AS/COA’s list of corporate members is a Who’s Who of the most powerful companies on the planet, many of which profit from destroying the environment and waging war, such as Amazon, Apple, BlackRock, Boeing, Caterpillar, Chevron, Chiquita, Exxon Mobil, Ford, GE, Goldman Sachs, Google, JP Morgan, Lockheed Martin, Raytheon, and Walmart.
So why would an organization funded by these mega-corporations, which normally supports right-wing politicians across Latin America, suddenly promote a left-wing candidate in Ecuador? And why would it have us believe that Yaku Pérez is in fact even more left-wing than Andrés Arauz and the Correista movement?

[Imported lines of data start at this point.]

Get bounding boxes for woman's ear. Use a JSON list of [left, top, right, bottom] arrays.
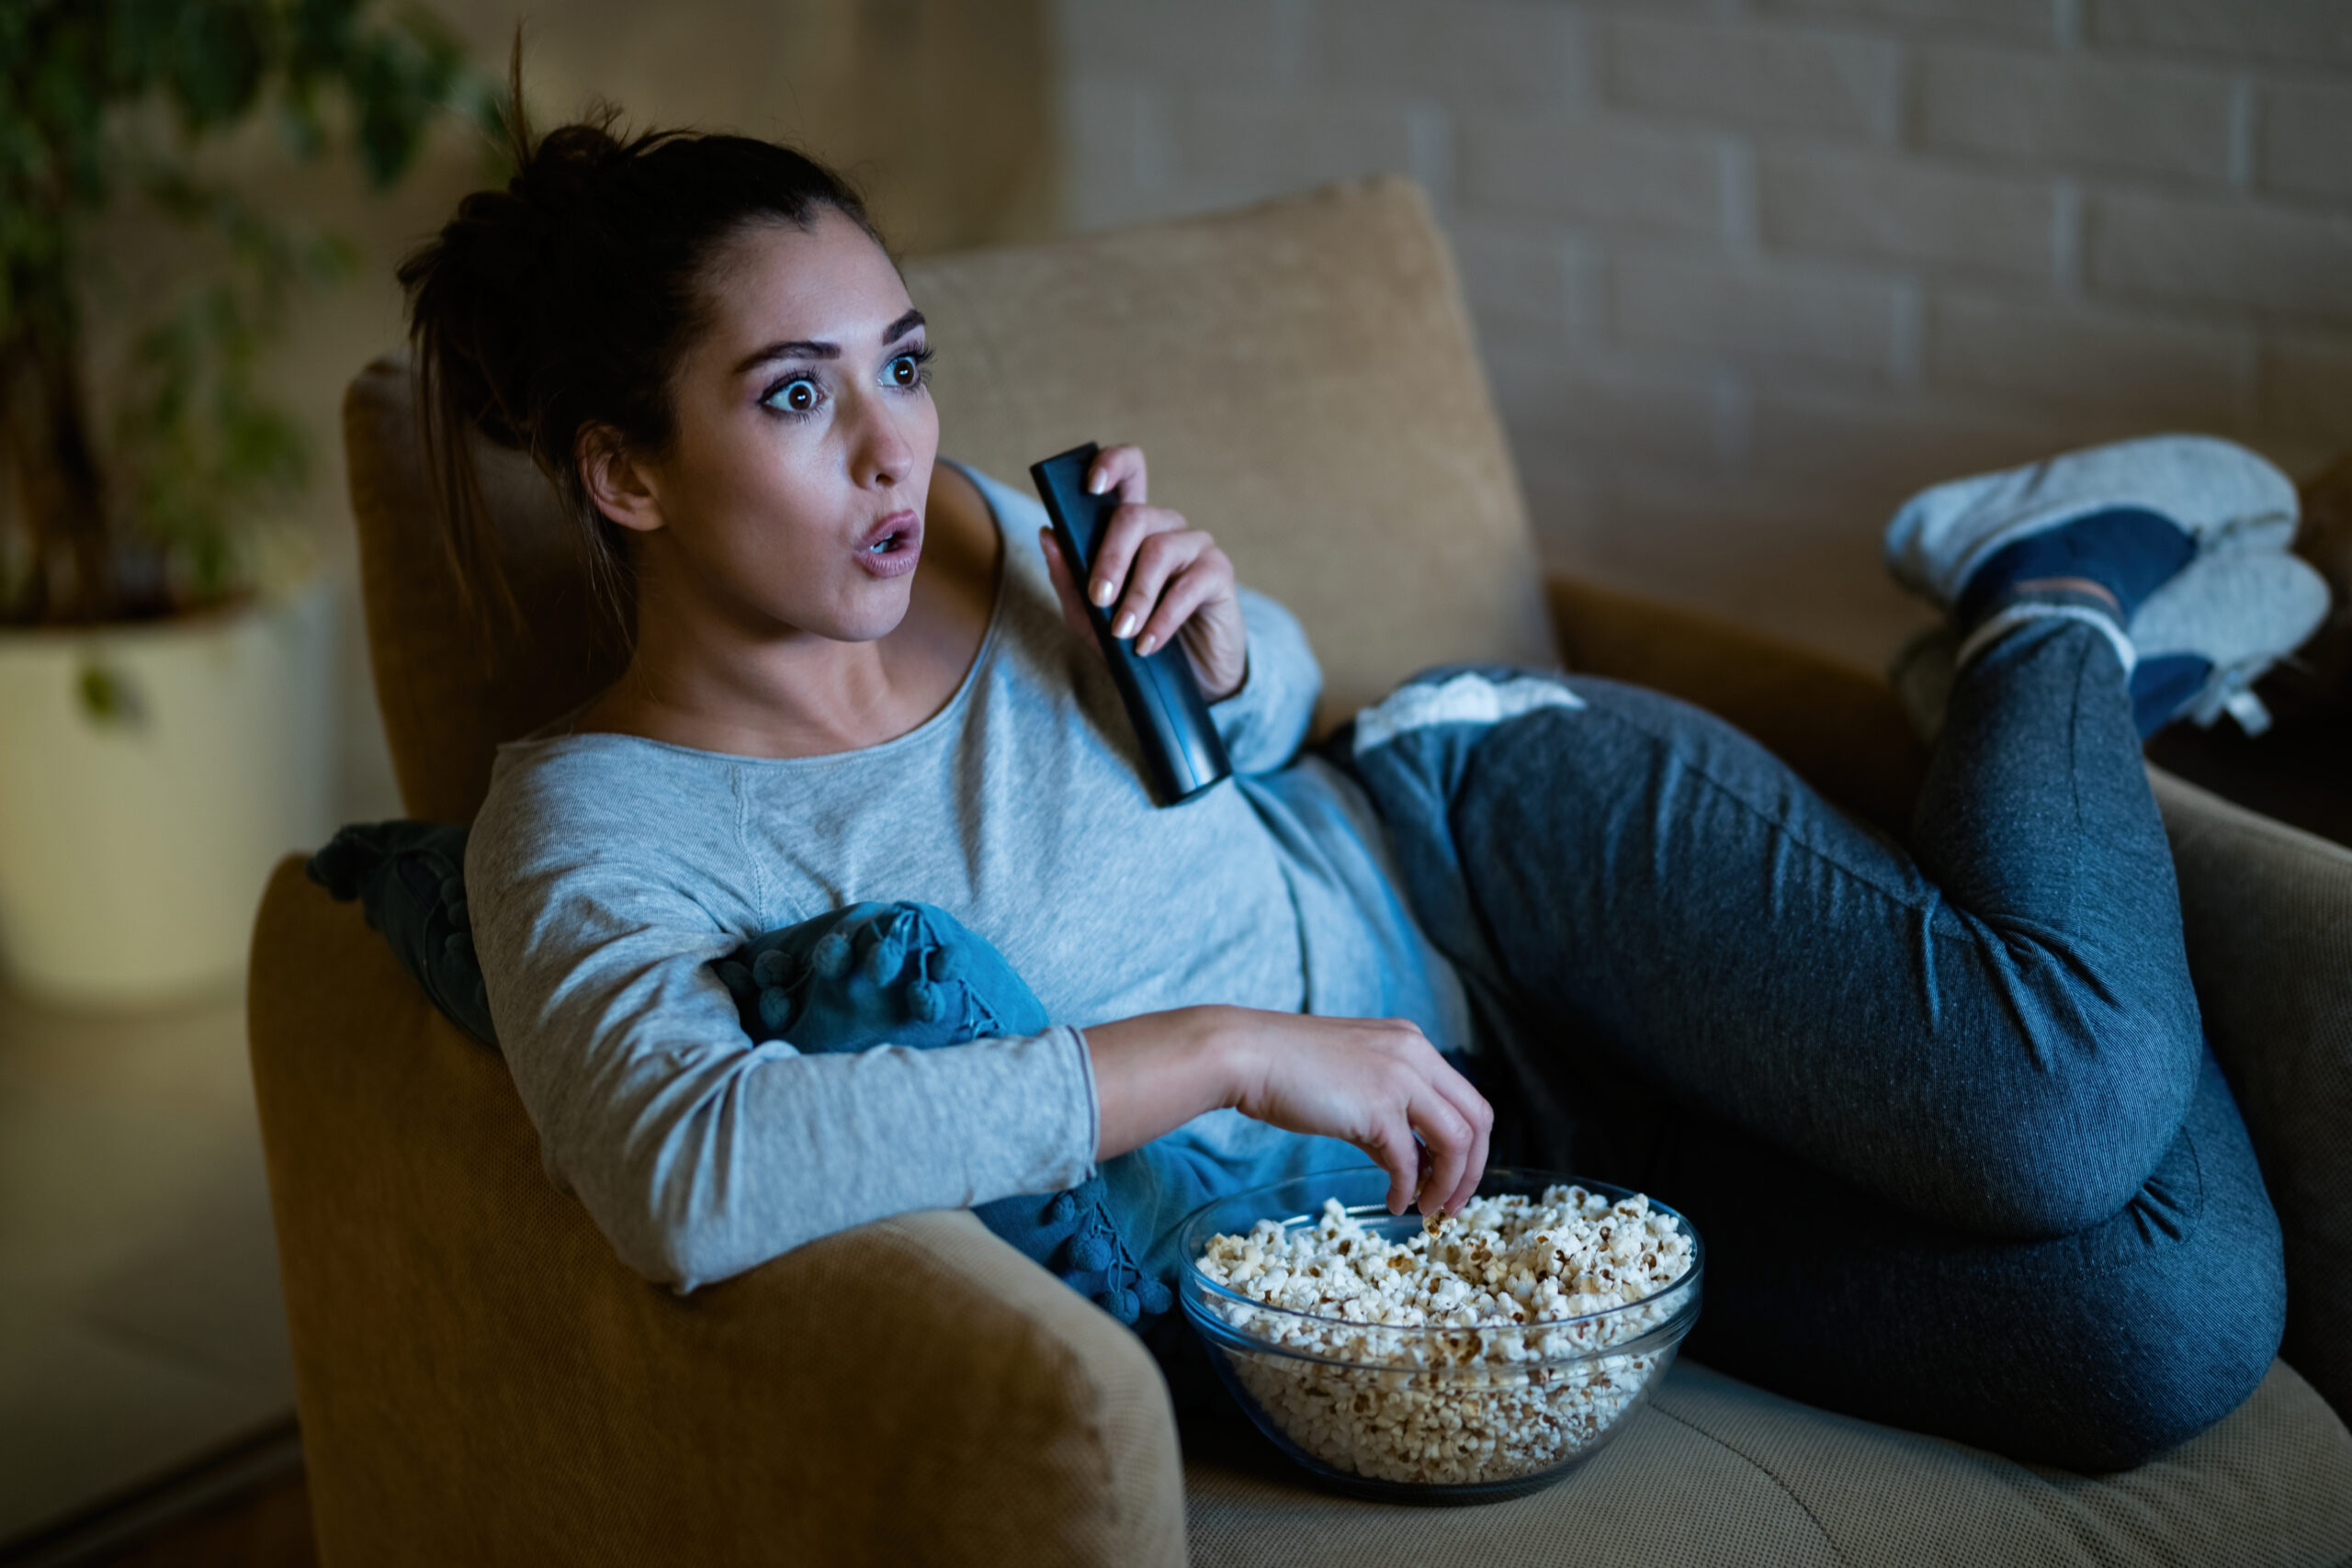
[[578, 424, 664, 535]]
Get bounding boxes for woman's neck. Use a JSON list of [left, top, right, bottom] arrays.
[[577, 465, 1001, 759]]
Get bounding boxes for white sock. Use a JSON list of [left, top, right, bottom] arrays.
[[1954, 601, 2137, 674]]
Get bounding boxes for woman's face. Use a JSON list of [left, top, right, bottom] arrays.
[[618, 208, 939, 645]]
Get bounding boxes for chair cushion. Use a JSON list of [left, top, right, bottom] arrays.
[[1184, 1359, 2352, 1567]]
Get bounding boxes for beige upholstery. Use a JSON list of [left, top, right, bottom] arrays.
[[255, 178, 2352, 1566], [902, 181, 1557, 735], [1186, 1361, 2352, 1567], [249, 861, 1183, 1565], [342, 365, 620, 825]]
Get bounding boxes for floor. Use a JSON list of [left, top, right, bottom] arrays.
[[81, 1467, 317, 1568], [0, 575, 401, 1562], [0, 980, 300, 1557]]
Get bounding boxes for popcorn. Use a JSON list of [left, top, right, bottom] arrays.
[[1193, 1185, 1696, 1488]]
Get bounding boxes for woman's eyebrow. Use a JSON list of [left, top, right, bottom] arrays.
[[732, 310, 928, 376]]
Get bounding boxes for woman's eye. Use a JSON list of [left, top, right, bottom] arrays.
[[885, 353, 923, 389], [765, 375, 821, 413]]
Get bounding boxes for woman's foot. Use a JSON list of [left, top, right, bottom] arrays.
[[1883, 435, 2326, 739]]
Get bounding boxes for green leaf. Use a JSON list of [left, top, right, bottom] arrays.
[[162, 0, 270, 132], [6, 0, 494, 626], [76, 663, 145, 726]]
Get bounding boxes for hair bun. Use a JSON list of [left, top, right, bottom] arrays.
[[506, 119, 626, 226], [456, 190, 547, 291]]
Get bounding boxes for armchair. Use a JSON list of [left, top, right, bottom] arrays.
[[251, 179, 2352, 1565]]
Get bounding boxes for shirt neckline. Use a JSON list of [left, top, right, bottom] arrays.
[[503, 457, 1015, 771]]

The answer is that Pérez does not truly represent the left; he is an insidious vehicle for Washington’s interests in Ecuador. AS/COA has sought to falsely portray Pérez as the left-wing alternative to Correismo because it recognizes that he would serve their interests if he somehow managed to win, and is splitting the left by simply staying in the race, making a second round more likely.
It is for the same reason that right-wing banker Guillermo Lasso has said he would support Pérez.
The United States is desperate to prevent the socialist wave that washed across Latin America during the first decade of the 21st century from coming back. And in Washington’s bid to stop the tide, “ecosocialist” figures like Yaku Pérez are perfect tools.